La majorité des AVC incapacitants sont dus à l'obstruction d'une artère de gros calibre dans le cerveau par un caillot sanguin. L'élimination rapide du caillot au moyen de médicaments thrombolytiques intra-artériels et/ou de dispositifs mécaniques peut permettre de rétablir la circulation sanguine avant qu'une lésion cérébrale importante ne puisse se produire, ce qui permet de garantir un meilleur rétablissement. Ces interventions vasculaires percutanées peuvent cependant déclencher un saignement dans le cerveau.

Objectifs: 

Évaluer la sécurité et l'efficacité des interventions vasculaires percutanées chez des patients victimes d'un AVC ischémique aigu.

La stratégie de recherche documentaire: 

Nous avons consulté les registres des essais du groupe Cochrane sur les accidents vasculaires cérébraux et du groupe Cochrane sur les maladies vasculaires périphériques (dernière recherche effectuée en mai 2010), le registre Cochrane des essais contrôlés (CENTRAL) (Bibliothèque Cochrane 2010, Numéro 5), MEDLINE (1980 à mai 2010), EMBASE (1980 à mai 2010) ainsi que huit bases de données supplémentaires. Nous avons également consulté des registres d'essais cliniques, examiné les références bibliographiques, contacté des chercheurs et des fabricants d'équipements et effectué une recherche manuelle dans des revues et des actes de conférence.

Critères de sélection: 

Les essais contrôlés randomisés et non biaisés portant sur toute intervention vasculaire percutanée par rapport à une intervention témoin chez des patients présentant un AVC ischémique avéré.
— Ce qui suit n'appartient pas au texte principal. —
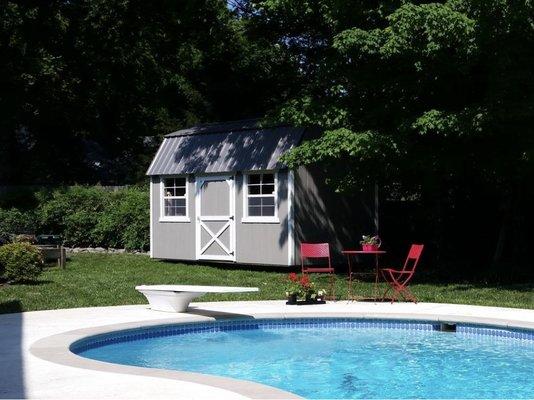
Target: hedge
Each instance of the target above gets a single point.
(85, 216)
(20, 262)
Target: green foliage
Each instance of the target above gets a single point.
(74, 212)
(20, 262)
(86, 82)
(124, 223)
(85, 216)
(93, 216)
(14, 222)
Recueil et analyse des données: 

Deux auteurs de revue ont appliqué les critères d'inclusion, extrait les données et évalué la qualité des essais. Des données publiées et non publiées ont été obtenues dans la mesure du possible.

Résultats principaux: 

Quatre essais portant sur 350 patients ont été inclus. Tous les essais n'ont pas été utilisés pour chaque critère de jugement. Les essais comparaient l'urokinase intra-artérielle ou la pro-urokinase recombinante à un contrôle ouvert. Un essai évaluait l'élimination du caillot par un fil guide chez certains patients randomisés pour le groupe expérimental. La plupart des données étaient issues d'essais administrant le traitement jusqu'à six heures post-AVC ; un petit essai administrait le traitement jusqu'à 12,5 heures (médiane) post-AVC. La plupart des données provenaient d'essais portant sur un infarctus dans le territoire de l'artère cérébrale moyenne. Par rapport à un traitement médical standard non thrombolytique, l'intervention pratiquée jusqu'à six heures post-AVC ischémique entraînait une augmentation significative du pourcentage de patients présentant un résultat favorable (Rankin modifié 0 à 2) trois mois après l'AVC (risque relatif (RR) de 1,47, intervalle de confiance (IC) à 95 %, entre 1,07 et 2,02). L'intervention entraînait également une augmentation significative du risque d'hémorragie intracrânienne symptomatique dans les 24 heures suivant le traitement (RR de 3,85, IC à 95 %, entre 0,91 et 16,36). Les essais inclus ne présentaient pas d'hétérogénéité significative.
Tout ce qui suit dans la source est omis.